Quem toma as suas decisões por você?
Quando olhamos para o céu com nuvens acinzentadas e tons azulados, normalmente, deduzimos que pode ser que chova nas próximas horas ou minutos. Raciocínio semelhante fazemos ao ver uma comida em uma panela no fogão ou saindo do forno, de que o alimento está quente.
A conclusão sobre chuva ou temperatura pouco importa aqui, mas o importante para nós agora é o caminho feito e os desdobramentos desta sequência de pensamento no nosso cotidiano.
O primeiro ponto a perceber é que o desfecho da situação vem após o processamento de um conjunto de informações, no caso a observação das nuvens e o processo de cozimento, que encadeadas por meio de uma lógica deduzem um fato novo, diferente dos iniciais, mas conectado a eles.
Veja que os fatos são reais, existe nuvem, chuva, fogão, panela, fogo, temperatura, que correlacionados em determinada ordem de acontecimentos podem desencadear a precipitação de água e comida quentinha.
Essa lógica do pensamento, confirmada pelas observações do cotidiano, criam um raciocínio de causa e consequência entre esses fatores.
Criada essa correspondência, esta não será apenas uma equação desses elementos, como também um componente próprio de informação dentro do nosso modo de pensar.
Contudo, da mesma forma que aplicamos essa lógica para prever a chuva ou o calor, somos capazes conectar esta relação com outras informações ou associações.

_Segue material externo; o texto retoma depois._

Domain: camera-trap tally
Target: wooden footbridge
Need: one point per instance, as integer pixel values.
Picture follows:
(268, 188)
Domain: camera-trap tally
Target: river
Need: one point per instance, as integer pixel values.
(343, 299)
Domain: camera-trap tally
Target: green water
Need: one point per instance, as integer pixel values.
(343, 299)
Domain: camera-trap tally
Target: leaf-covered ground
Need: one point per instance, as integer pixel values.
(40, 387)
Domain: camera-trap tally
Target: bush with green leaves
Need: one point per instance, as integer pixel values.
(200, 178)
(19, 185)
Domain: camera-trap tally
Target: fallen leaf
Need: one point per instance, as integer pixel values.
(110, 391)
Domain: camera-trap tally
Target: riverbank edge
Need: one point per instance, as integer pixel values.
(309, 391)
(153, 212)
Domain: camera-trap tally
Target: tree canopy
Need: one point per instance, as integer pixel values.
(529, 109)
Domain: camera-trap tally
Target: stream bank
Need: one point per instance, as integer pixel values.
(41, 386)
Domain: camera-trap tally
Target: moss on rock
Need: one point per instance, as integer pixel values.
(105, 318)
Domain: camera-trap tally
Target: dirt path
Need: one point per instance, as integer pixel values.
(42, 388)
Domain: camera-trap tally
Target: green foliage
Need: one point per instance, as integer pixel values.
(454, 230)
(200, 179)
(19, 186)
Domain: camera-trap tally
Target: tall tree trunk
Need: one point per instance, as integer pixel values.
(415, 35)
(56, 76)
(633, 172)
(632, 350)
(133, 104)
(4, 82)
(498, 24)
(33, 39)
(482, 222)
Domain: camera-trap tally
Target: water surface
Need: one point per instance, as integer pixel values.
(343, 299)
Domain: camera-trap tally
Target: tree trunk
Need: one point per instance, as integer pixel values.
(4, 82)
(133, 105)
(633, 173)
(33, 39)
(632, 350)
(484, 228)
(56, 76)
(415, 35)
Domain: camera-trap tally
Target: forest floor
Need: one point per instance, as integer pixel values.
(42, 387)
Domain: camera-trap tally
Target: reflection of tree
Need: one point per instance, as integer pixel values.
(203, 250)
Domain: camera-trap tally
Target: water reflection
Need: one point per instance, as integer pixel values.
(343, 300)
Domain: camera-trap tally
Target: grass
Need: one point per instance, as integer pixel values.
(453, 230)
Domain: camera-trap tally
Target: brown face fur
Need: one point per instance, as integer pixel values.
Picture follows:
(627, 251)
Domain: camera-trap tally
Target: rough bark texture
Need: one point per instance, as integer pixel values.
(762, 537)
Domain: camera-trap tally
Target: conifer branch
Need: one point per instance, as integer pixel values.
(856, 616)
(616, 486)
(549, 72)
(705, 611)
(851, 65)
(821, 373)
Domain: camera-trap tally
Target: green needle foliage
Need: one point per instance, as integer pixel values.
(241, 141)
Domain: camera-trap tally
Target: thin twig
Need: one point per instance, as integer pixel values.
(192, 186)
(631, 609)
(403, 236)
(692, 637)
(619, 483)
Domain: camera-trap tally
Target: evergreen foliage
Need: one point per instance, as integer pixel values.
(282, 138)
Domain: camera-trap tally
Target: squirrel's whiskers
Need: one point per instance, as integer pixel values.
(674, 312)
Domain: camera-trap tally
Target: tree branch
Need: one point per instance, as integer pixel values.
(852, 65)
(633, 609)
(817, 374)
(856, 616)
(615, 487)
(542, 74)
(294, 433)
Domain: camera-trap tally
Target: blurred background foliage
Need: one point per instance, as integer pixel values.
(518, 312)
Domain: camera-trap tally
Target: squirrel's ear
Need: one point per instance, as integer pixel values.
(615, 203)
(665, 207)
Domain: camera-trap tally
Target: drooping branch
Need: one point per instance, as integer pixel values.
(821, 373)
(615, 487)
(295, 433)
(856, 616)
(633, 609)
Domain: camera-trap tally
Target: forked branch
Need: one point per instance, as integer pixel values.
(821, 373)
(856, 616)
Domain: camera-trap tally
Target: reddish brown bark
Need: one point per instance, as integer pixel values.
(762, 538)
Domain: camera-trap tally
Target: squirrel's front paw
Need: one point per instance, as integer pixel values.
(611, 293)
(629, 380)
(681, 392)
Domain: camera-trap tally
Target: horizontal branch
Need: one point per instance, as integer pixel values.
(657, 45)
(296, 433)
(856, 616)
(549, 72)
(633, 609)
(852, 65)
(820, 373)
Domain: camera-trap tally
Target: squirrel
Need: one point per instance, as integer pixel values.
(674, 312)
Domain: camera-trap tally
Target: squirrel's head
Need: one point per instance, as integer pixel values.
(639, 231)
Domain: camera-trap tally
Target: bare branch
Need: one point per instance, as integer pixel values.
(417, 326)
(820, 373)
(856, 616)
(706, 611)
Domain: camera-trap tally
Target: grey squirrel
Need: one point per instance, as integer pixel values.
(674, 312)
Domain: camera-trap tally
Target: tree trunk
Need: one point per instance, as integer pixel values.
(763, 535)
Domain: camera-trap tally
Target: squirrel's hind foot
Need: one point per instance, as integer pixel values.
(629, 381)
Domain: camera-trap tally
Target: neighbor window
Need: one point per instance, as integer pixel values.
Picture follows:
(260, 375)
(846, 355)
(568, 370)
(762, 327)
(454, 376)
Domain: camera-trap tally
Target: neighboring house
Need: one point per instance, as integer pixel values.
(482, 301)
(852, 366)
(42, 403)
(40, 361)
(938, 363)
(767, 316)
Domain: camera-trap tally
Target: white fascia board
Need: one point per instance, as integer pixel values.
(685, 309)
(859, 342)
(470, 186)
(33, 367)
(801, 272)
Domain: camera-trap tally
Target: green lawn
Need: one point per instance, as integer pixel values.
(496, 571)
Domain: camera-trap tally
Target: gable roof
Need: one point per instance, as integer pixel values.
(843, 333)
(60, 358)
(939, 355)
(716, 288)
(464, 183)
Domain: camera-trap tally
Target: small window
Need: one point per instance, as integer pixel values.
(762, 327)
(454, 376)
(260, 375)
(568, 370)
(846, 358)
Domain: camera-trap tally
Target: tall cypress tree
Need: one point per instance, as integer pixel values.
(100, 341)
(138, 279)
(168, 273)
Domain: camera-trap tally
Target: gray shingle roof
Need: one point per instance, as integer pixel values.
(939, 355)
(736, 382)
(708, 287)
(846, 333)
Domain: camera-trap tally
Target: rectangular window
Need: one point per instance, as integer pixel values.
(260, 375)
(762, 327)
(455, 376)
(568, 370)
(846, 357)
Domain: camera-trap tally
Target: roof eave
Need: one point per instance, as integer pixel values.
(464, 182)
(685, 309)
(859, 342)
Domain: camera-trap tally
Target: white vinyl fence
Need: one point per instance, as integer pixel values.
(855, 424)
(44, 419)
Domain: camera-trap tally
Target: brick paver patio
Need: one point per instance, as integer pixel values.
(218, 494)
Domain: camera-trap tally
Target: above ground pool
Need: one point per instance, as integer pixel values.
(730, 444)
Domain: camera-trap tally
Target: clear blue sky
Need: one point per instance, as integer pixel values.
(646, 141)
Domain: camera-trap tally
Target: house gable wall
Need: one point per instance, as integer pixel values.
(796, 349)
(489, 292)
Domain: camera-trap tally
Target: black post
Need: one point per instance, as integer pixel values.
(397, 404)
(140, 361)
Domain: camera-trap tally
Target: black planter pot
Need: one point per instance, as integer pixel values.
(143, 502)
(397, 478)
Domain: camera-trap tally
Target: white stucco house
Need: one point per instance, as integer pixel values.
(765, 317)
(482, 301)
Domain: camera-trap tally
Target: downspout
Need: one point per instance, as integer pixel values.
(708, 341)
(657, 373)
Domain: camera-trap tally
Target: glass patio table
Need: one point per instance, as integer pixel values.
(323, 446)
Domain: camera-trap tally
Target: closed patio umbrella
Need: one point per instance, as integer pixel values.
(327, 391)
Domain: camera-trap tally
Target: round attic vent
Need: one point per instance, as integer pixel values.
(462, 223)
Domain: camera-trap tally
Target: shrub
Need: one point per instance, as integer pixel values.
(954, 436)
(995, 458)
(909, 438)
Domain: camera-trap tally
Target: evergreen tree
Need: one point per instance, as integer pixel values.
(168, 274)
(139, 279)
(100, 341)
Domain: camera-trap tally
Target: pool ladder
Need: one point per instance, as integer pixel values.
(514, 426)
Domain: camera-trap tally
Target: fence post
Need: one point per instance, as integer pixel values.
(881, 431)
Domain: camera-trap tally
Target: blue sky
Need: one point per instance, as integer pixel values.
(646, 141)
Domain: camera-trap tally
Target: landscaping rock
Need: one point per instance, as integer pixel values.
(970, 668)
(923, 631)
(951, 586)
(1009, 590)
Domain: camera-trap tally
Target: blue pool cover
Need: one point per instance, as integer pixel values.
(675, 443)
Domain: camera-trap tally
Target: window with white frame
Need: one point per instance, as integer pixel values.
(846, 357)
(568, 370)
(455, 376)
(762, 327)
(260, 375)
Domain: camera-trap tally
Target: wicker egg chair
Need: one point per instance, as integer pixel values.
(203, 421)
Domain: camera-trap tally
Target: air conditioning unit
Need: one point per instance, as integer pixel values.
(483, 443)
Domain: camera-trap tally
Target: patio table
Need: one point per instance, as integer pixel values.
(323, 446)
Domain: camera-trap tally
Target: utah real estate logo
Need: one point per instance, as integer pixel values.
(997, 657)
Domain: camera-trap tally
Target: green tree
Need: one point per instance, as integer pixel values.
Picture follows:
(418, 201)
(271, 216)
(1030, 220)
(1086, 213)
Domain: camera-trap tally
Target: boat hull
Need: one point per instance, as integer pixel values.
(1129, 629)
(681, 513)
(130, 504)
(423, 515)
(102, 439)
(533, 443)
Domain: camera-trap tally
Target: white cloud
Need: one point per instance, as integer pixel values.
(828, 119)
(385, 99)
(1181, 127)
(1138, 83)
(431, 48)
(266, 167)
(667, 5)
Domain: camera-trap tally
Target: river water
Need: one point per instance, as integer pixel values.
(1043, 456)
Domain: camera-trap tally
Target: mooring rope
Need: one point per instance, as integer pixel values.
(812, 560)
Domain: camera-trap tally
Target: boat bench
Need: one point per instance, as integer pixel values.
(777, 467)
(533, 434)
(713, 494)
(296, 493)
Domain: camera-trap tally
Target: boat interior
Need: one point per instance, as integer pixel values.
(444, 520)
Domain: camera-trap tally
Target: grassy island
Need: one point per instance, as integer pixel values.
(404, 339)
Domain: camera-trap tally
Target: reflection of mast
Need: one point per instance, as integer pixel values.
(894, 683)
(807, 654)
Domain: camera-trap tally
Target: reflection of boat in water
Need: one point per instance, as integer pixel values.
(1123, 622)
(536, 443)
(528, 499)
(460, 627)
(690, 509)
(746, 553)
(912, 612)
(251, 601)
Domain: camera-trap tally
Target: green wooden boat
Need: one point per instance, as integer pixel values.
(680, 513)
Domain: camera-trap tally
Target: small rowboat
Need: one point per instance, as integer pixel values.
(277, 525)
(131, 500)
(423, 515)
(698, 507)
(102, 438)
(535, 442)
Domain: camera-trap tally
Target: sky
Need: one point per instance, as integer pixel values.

Por exemplo: eu vejo nuvens então acredito que vai chover. Se chove, logo eu preciso de um abrigo para não ser molhado. Portanto, ao ver as nuvens deduzo que preciso de algum local para me proteger.
Até aqui nenhuma novidade, mas, num segundo ponto, perceba que a conclusão de um raciocínio é um elemento condicionante para o surgimento da próxima associação. Portanto, embora pareçam independentes, a conclusão do segundo pensamento é conexa com os elementos que formam o primeiro.
A quem obedeces?
Visualizar esse tipo de ideia em fatos como a chuva, por exemplo, é bem simples, podendo perceber os pontos de ligação entre os conceitos e conclusões, porém é possível trazer essa análise para os fatos da nossa vida.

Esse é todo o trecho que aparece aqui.